Compiler – Procedure for Statically Type Checking Complex Expressions

compilerlanguage-agnostictypetype-systems

Note: When I used "complex" in the title, I mean that the expression has many operators and operands. Not that the expression itself is complex.


I've recently been working on a simple compiler to x86-64 assembly. I've finished the compiler's main front end – the lexer and parser – and am now able to generate an Abstract Syntax Tree representation of my program. And since my language will be statically typed, I am now doing the next phase: type checking the source code. However, I've come to a problem and have not been able to reasonably solve it myself.

Consider the following example:

My compiler's parser has read this line of code:

int a = 1 + 2 - 3 * 4 - 5

And converted it to the following AST:

       =
     /   \
  a(int)  \
           -
         /   \
        -     5
      /   \
     +     *
    / \   / \
   1   2 3   4

Now it must type check the AST. it starts by first type checking the = operator. It first checks the left hand side of the operator. It sees that the variable a is declared as an integer. So it must now verify that the right hand side expression evaluates to an integer.

I understand how this could be done if the expression was just a single value, such as 1 or 'a'. But how would this be done for expressions with multiple values and operands – a complex expression – such as the one above? To correctly determine the value of the expression, it seems like the type checker would actual have to execute the expression itself and record the result. But this obviously seems to defeat the purpose of separating the compilation and execution phases.

The only other way I imagine this could be done is to recursively check the leaf of each subexpression in the AST and verify all of the leaf's types match the expected operator type. So starting with the = operator, the type checker would then scan all of the left hand side's AST and verify that the leafs are all integers. It would then repeat this for each operator in the subexpression.

I've tried researching the topic in my copy of "The Dragon Book", but it doesn't seem go in to much detail, and simply reiterates what I already know.

What is the usual method used when a compiler is type checking expressions with many operators and operands? Are any of the methods I mentioned above used? If not, what are the methods and how exactly would they work?

Best Answer

Recursion is the answer, but you descend into each subtree before handling the operation:

int a = 1 + 2 - 3 * 4 - 5

to tree form:

(assign (a) (sub (sub (add (1) (2)) (mul (3) (4))) (5))

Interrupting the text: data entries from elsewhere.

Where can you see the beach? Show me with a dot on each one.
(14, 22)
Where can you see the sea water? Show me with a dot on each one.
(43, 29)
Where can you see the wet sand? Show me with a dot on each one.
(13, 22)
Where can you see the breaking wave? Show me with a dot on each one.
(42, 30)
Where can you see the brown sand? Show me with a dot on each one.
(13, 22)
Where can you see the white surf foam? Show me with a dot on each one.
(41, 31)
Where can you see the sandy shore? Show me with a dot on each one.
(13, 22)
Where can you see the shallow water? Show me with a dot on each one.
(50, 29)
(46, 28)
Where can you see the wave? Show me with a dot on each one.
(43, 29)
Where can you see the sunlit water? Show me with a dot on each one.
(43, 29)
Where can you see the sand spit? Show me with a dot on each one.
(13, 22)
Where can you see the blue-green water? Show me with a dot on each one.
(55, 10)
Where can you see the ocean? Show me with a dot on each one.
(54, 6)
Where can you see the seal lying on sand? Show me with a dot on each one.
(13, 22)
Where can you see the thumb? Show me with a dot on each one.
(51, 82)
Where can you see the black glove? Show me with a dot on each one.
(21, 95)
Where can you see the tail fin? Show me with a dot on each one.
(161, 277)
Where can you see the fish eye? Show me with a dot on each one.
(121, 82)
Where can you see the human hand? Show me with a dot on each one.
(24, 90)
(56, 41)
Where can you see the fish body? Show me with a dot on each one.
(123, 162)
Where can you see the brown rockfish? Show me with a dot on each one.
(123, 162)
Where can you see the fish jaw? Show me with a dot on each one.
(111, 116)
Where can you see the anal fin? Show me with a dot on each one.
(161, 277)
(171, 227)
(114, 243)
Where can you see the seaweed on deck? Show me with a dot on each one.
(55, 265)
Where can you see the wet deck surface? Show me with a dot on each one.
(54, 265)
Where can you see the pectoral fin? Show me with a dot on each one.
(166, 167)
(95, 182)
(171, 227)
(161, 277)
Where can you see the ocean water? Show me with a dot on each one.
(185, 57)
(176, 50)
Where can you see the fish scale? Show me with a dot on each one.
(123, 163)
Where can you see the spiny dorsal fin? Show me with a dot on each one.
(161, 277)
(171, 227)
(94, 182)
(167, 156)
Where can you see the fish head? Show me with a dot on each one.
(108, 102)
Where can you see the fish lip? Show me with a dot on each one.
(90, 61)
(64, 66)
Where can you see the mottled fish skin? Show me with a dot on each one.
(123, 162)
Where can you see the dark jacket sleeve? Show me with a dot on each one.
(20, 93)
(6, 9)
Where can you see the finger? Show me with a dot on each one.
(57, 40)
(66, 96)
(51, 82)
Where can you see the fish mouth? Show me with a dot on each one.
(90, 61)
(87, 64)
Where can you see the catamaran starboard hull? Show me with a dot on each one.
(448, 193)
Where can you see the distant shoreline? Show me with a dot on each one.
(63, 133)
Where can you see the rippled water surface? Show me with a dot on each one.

Inferring the type happens by first walking the left hand side, then the right hand side, and then handling the operator as soon as the operands' types are inferred:

(assign*(a) (sub (sub (add (1) (2)) (mul (3) (4))) (5))

-> descend into lhs

(assign (a*) (sub (sub (add (1) (2)) (mul (3) (4))) (5))

-> infer a. a is known to be int. We're back in the assign node now:

(assign (int:a)*(sub (sub (add (1) (2)) (mul (3) (4))) (5))

-> descend into rhs, then into the lhs of the inner operators until we hit something interesting

(assign (int:a) (sub*(sub (add (1) (2)) (mul (3) (4))) (5))
(assign (int:a) (sub (sub*(add (1) (2)) (mul (3) (4))) (5))
(assign (int:a) (sub (sub (add*(1) (2)) (mul (3) (4))) (5))
(assign (int:a) (sub (sub (add (1*) (2)) (mul (3) (4))) (5))

-> infer the type of 1, which is int, and return to the parent

(assign (int:a) (sub (sub (add (int:1)*(2)) (mul (3) (4))) (5))

-> go into the rhs

(assign (int:a) (sub (sub (add (int:1) (2*)) (mul (3) (4))) (5))

-> infer the type of 2, which is int, and return to the parent

(assign (int:a) (sub (sub (add (int:1) (int:2)*) (mul (3) (4))) (5))

-> infer the type of add(int, int), which is int, and return to the parent

(assign (int:a) (sub (sub (int:add (int:1) (int:2))*(mul (3) (4))) (5))

-> descend into the rhs

(assign (int:a) (sub (sub (int:add (int:1) (int:2)) (mul*(3) (4))) (5))

etc., until you end up with

(assign (int:a) (int:sub (int:sub (int:add (int:1) (int:2)) (int:mul (int:3) (int:4))) (int:5))*

Whether the assignment itself is also an expression with a type depends on your language.

The important takeaway: to determine the type of any operator node in the tree, you only have to look at its immediate children, which need to have a type assigned to them already.